Meu vídeo top of the year

Liberdade

Uma pessoa pode ter motivação, mas não ter um objetivo a alcançar? Conversando com algumas pessoas, não raro me pego pensando que elas não conseguiriam viver sem um objetivo, mesmo que tal objetivo seja uma tarefa, uma meta de curtíssimo prazo. Se for aquele tipo de pessoa irriquieta, então esta pode contentar-se com “um dia a cada vez”, mas desde que, nesse tal dia, haja algo a realizar, a alcançar. Há, inclusive, aqueles mais sistemáticos que chegam a anotar em agendas e cadernos suas ‘metas’ diárias.

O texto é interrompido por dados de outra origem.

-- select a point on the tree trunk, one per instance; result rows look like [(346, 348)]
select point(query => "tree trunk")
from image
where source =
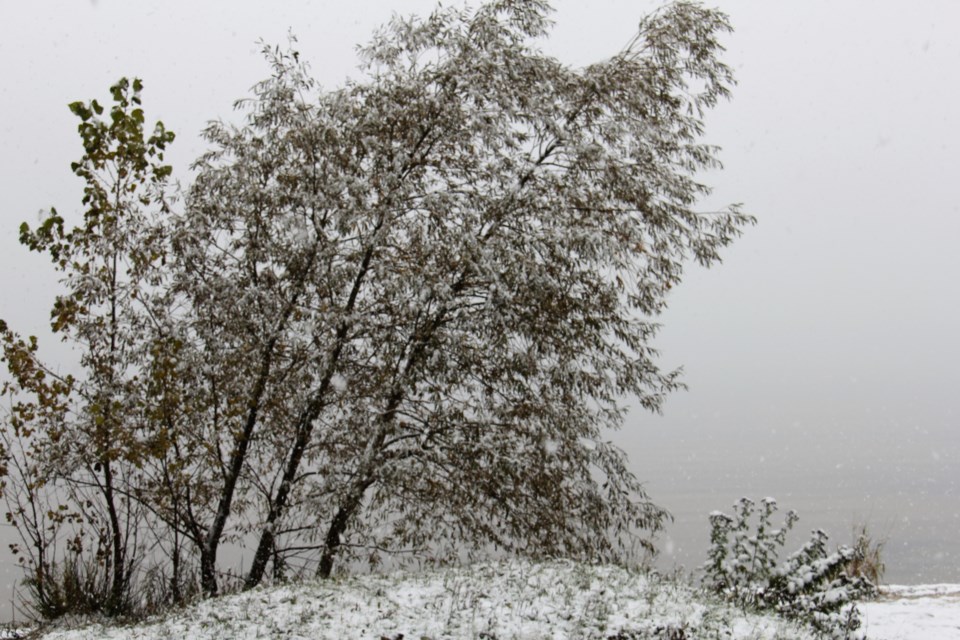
[(338, 526)]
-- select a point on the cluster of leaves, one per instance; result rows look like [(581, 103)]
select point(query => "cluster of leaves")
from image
[(811, 585), (394, 318)]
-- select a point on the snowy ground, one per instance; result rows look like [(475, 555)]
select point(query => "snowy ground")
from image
[(929, 612), (517, 600)]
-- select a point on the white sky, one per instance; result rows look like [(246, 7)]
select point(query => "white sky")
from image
[(822, 355)]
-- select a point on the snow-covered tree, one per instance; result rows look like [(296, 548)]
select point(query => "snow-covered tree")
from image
[(399, 317), (445, 277)]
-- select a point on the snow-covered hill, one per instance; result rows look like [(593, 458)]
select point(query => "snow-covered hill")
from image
[(512, 600)]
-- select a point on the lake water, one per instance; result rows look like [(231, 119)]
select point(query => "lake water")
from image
[(904, 484)]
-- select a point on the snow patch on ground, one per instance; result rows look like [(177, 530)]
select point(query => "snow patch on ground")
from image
[(923, 612), (515, 600)]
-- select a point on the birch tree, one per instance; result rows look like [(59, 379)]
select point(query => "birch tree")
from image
[(471, 246)]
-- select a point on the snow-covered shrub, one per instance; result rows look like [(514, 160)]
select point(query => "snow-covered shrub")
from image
[(811, 585)]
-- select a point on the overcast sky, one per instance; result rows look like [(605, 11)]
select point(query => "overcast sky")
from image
[(822, 356)]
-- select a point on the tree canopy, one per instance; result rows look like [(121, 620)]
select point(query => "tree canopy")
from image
[(395, 318)]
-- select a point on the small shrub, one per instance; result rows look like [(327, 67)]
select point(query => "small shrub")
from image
[(812, 585), (868, 559), (77, 585)]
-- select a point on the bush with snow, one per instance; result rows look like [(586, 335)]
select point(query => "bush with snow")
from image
[(811, 585)]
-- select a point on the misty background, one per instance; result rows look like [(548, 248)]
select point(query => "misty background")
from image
[(821, 356)]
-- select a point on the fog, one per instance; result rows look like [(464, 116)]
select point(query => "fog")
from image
[(821, 356)]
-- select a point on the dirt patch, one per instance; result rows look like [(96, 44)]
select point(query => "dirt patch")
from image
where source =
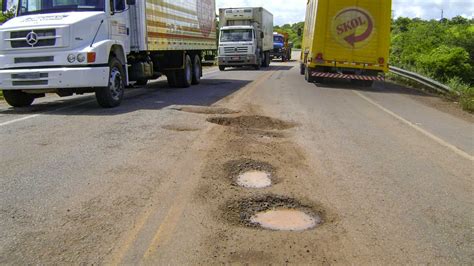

Uma pessoa que não tem objetivo pode experienciar depressão? Bom, pode ser estereótipo, mas deve ter muita gente de ‘papo para o ar’ por aí que não deve ter nenhum problema em ficar na brisa das circunstâncias, especialmente se puder contar com o trabalho de outros. Mas uma pessoa que, como muitas, nasceram e foram educadas em uma cultura orientada por objetivos, sim, provavelmente ela vai se deprimir, e nisto temos a faceta bastante moderna dessa patologia. Nesta faceta, a depressão é uma doença do vazio, da incapacidade ou da impossibilidade psíquica de fluir a vida sem um objetivo. Sem este, a pessoa pode se sentir inútil, imprestável, à deriva. É claro que uma pessoa com muitos objetivos também pode se deprimir, mas aqui se trata de outra faceta da depressão, aquela estudada por filósofos pop como o autor de A sociedade do cansaço (Byung-Chul Han). Sociólogos muito mais sérios já haviam percebido isso faz tempo (por exemplo, Alain Ehrenberg). Aqui, depressão é um tipo de burn-out, um consumo radical da energia vital, e, psicanaliticamente poderíamos acrescentar, uma espécie de válvula de segurança para que o sujeito simplesmente não se dissolva no atendimento do gozo do outro (sobretudo se esse outro for um chefe, uma empresa, um pai ou mãe implacáveis, etc.).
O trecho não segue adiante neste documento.